An Old Inn at the Sign of the “Red Cow”
Date posted: June 26, 2017
In 1825, one James Bibb, an enterprising spirit built a hostelry in a clearing by the stately gumtrees at Abbotsford Point on the Parramatta River, and soon the “Red Cow Inn” ministered to needy travellers by the Great North Road. These travellers, who for the most part consisted of small farmers or fruitgrowers from the extensive Parish of Field of Mars, timber-getters from the wild and practically unsettled region extending north to Wiseman’s Ferry and, perhaps, an occasional regimental guard in charge of a squad of convict roadmakers, came to look upon the “Red Cow” as a veritable outpost of civilisation. In fact, it was the last hotel on the Sydney side of Wiseman’s. The old Inn is probably beyond the ken of most of Sydney’s people today, as also is most likely the Bedlam Punt, which carried traffic across the river at this point. The punt has long since been superseded by the Gladesville Bridge, but the “Red Cow” Inn still stands and its license is extant, although the swinging signboard has given place to a neat brass plate bearing the title, “Sydney Rowing Club Branch” and the license favours club members only.
The old rambling brick and stone structure with its rock-hewn cellar was acquired for the rowing club by Q. L. Deloitte, the father of rowing in this State, in 1872. The old bar-room, now used as a dining-room, is in its original state, except that an imposing array of club trophies above the large open fireplace has deposed a perhaps equally imposing array of glassware. What convivial parties has this old room housed in days gone by? And of nights, when the large table groans beneath the weight of good fare put forth by the efforts of the club housekeeper, and brawny rowing-men range athwart to do it justice, what ghosts of bygone days peep from the shrubberies in through the windows?
A relic of one of these old-time parties stands in the front garden, in the shape of a bogus headstone which bears the following lines:-“Sacred to the memory of Dusky Bill who opened a Jackpot with a pair of ‘sevens’.” Whether “Dusky” Bill was a gold digger, card player, or rowing man of the last century is not definitely known.
Behind the dining-room are two or three bedrooms which are still used for housing crews in training.
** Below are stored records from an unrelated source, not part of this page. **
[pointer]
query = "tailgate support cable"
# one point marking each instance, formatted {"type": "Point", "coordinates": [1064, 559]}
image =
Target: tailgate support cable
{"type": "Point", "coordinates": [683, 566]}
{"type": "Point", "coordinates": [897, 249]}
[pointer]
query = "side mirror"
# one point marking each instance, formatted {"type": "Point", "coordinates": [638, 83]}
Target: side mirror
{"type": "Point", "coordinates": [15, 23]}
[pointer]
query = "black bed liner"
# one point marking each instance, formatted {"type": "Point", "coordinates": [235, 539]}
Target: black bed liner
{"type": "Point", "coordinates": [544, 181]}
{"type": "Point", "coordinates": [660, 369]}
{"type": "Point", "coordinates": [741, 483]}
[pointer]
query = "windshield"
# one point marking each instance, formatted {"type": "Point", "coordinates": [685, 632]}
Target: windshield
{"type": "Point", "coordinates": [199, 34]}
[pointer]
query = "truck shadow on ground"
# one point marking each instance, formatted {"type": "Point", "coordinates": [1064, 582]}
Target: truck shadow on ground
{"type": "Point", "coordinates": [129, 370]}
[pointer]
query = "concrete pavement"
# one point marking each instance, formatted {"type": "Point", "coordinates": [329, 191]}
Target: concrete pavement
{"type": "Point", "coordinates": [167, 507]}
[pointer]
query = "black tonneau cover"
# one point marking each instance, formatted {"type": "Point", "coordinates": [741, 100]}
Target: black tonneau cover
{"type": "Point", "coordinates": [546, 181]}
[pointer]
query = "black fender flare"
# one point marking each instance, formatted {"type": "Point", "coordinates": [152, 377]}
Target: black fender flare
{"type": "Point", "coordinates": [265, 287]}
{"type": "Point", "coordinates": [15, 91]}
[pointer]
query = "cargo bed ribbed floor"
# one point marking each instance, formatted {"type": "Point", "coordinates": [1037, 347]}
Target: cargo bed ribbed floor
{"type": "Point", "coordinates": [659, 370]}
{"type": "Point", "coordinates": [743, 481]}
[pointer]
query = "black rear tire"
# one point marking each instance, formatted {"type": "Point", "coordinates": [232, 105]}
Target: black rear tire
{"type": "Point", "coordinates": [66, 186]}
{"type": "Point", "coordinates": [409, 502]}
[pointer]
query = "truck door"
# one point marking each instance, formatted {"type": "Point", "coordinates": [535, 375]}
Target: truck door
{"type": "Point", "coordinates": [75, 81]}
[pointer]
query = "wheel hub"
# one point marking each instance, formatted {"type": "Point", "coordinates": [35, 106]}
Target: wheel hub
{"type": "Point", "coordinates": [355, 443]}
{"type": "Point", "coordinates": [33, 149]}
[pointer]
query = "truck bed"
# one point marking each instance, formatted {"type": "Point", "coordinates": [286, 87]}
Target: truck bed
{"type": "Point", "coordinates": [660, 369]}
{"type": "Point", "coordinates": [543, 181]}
A touch of luxury has been given to the venerable hostelry by the addition of an up-to-date billiard-room and a boathouse, whilst wraiths of old timers are scared out of the shadows by the searching glare of electric lights.
(Article by W. J. Hansway, appeared in The Sydney Morning Herald: Sat 26 Dec 1925)
Update: There is one wall in the Club preserved as containing the only remaining sandstone bricks of the Red Cow Inn (originally named the Red House and later the King’s Arms) and cottage built in 1837 on this spot. The four corner holding nails of the plaque on this wall are hand-made square nails used in the flooring of the original cottage.